Colocation has been a viable option for a long time, yet some data center managers fear that it can be a threat to their job security. I’d like to spend a few minutes listing some reasons why colocation should be considered a part of any healthy data center strategy for all enterprises.
Colocation is not outsourcing. There are common elements, but colocation offers a more flexible approach, in my opinion. At a minimum, with colocation you lease space with power and HVAC. The equipment you use and how you architect it is up to you. That includes your control of the lifecycle management. In a traditional outsource arrangement the assets are part of the deal and management of those assets is the responsibility of the outsource partner. Outsourcing is a valid option, but one that requires a lot more attention to the contract implications on the lifecycle of the IT infrastructure.
Colocation is not an all or nothing decision. In reality, colocation is part of a complete data center strategy that might include outsourcing, cloud computing, disaster recovery and your own private facility. If you are just beginning to contemplate colocation, then think of it as a relief valve for your data center needs. What will make a colocation project successful is having a clear line of sight to what you want to put in the facility and why. There is no one size to fit all users, so understand your own enterprise security and data management issues and carve out something that works. Once you’ve built comfort in colocation, you can easily expand and diversify. Those are two factors that are harder to do in an outsource arrangement.
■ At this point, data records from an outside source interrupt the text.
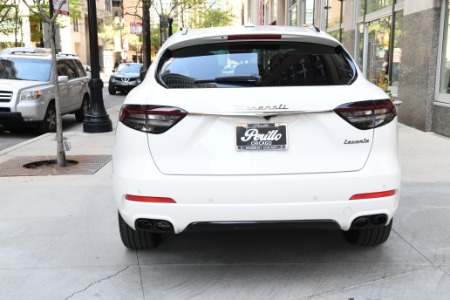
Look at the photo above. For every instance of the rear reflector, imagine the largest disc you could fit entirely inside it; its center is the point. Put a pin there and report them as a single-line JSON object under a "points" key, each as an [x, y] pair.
{"points": [[254, 37], [149, 199], [367, 114], [150, 118], [373, 195]]}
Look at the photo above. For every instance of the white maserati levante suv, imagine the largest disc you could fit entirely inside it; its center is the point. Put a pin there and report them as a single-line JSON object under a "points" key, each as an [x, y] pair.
{"points": [[255, 127]]}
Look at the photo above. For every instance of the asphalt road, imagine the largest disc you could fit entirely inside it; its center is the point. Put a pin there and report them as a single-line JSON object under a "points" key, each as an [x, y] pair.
{"points": [[9, 138]]}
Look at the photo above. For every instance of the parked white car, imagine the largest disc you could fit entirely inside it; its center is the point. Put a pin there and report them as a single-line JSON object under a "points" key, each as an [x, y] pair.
{"points": [[295, 135], [27, 95]]}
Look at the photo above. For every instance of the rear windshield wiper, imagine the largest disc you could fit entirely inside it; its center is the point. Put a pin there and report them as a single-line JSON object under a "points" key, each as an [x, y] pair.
{"points": [[239, 80]]}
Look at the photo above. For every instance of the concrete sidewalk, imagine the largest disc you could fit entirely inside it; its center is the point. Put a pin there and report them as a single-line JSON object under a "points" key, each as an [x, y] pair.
{"points": [[59, 240]]}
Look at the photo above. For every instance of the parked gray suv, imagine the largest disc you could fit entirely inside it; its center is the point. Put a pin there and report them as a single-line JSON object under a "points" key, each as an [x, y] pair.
{"points": [[27, 95]]}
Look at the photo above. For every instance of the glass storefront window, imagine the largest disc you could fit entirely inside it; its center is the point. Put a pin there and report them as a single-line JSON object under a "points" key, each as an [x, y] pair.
{"points": [[334, 34], [309, 12], [334, 13], [374, 5], [293, 14], [397, 51], [378, 49], [444, 86], [359, 56]]}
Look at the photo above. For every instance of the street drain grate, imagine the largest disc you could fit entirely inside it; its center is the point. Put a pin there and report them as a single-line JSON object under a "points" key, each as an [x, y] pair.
{"points": [[80, 165]]}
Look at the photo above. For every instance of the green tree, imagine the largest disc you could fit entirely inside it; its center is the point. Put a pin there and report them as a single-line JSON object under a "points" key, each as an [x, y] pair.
{"points": [[8, 11], [39, 9]]}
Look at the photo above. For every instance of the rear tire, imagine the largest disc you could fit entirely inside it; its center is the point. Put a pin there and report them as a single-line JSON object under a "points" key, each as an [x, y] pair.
{"points": [[49, 122], [368, 236], [83, 111], [137, 239]]}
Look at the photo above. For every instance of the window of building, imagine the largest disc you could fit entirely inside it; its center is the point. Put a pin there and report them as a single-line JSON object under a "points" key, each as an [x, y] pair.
{"points": [[309, 12], [378, 49], [75, 25], [374, 5], [378, 37], [335, 18], [397, 51], [444, 82], [108, 5]]}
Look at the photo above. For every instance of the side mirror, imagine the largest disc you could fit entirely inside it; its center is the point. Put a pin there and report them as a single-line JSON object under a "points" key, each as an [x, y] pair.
{"points": [[142, 74], [63, 79]]}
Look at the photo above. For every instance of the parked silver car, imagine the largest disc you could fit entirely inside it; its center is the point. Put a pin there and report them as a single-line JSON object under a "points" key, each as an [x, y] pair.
{"points": [[27, 95]]}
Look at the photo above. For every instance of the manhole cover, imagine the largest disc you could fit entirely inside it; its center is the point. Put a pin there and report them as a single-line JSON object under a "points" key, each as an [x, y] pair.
{"points": [[47, 165]]}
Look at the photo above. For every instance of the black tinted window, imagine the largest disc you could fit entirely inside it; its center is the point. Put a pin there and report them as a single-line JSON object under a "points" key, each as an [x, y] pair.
{"points": [[65, 69], [80, 69], [256, 64], [25, 69]]}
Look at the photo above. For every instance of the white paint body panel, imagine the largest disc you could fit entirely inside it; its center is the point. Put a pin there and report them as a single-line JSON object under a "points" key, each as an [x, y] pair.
{"points": [[196, 162]]}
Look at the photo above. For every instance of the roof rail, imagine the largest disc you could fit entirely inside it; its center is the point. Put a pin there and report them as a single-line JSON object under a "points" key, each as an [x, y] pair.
{"points": [[66, 54], [24, 50], [312, 27]]}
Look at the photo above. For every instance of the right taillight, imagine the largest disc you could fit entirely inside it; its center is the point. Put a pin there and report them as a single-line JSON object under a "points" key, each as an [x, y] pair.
{"points": [[367, 114], [150, 118]]}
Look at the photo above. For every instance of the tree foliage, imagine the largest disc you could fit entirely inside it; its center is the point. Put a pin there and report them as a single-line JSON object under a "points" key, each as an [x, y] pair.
{"points": [[9, 16]]}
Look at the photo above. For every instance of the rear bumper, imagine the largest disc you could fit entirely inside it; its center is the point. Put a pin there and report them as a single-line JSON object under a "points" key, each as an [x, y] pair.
{"points": [[320, 197], [11, 118]]}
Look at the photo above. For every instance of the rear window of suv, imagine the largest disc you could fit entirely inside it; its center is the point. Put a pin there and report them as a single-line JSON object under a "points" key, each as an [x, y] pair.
{"points": [[19, 68], [250, 64]]}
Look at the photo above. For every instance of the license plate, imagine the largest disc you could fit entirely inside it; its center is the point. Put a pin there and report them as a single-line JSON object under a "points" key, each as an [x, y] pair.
{"points": [[264, 136]]}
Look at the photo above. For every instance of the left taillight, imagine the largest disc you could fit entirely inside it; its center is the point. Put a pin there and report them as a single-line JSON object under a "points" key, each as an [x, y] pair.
{"points": [[150, 118], [367, 114]]}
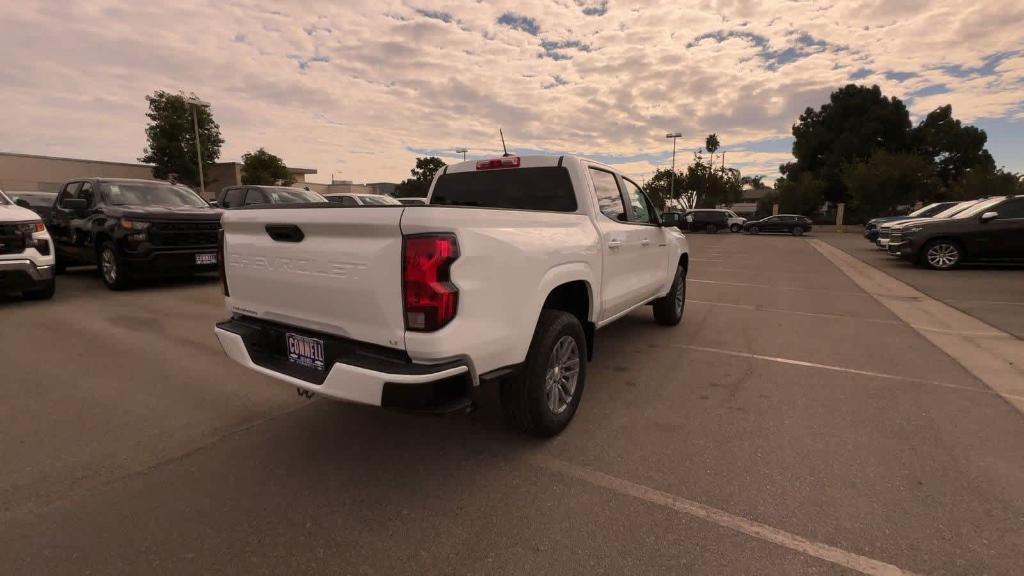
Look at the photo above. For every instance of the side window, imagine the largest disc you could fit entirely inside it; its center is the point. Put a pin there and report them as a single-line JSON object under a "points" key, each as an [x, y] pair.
{"points": [[1011, 209], [255, 196], [70, 191], [85, 193], [640, 208], [609, 200], [232, 198]]}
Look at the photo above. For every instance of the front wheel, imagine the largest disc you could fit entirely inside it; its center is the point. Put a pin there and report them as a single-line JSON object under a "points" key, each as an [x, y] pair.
{"points": [[669, 309], [544, 397], [942, 254], [112, 269]]}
Innovation is another great reason for colocation. Transition to a new compute platform for an existing data center is usually a migration plan that requires retrofit of existing space and reconfiguration of the legacy environment. That means that there is seldom a simple set of changes to make the migration happen. With colocation, you can find a facility to match your needs, build in the estimated capacity and start the application and data migration with fewer dimensions of change.
The second innovation benefit of colocation is that you typically own the assets. They are not tied to an outsource contract or to a physical facility that you own. Upgrades and refresh/replacement can happen at your tempo and within your cost structure. If you had a long term outsource commitment to a specific spend or number of units managed, you might be hindered in upgrading. The bottom line is that you have more flexibility to manage the ebb and flow of technology because you have control over the key elements that allow you to innovate.
Owning a data center can also be a hindrance to innovation. Many of us have legacy infrastructure. If it is more than 10 years old it is probably in need of some serious upgrades to get power and HVAC per square foot up to snuff as well as assuring all the safety and fire codes are being met. Negotiating with another department to spend their budget dollars on your data center can be difficult. Even if you are successful, that upgrade will take time and be disruptive. You might even miss a full cycle of technology innovation while you wait. With colocation you can find a facility that is ready to meet current and future demands.
To be fair, there are a number of items you need to be accountable for in a colocation project:
1) Pay attention to what you are signing up for. Colocation providers come in all of shapes and sizes.
2) Think about how they will operate in a disaster.
3) Plan for the 3-5 years out and at least one major refresh during that time.
At the end of the day, the business is looking to you for uptime, innovation and cost management. Colocation may be just the right option.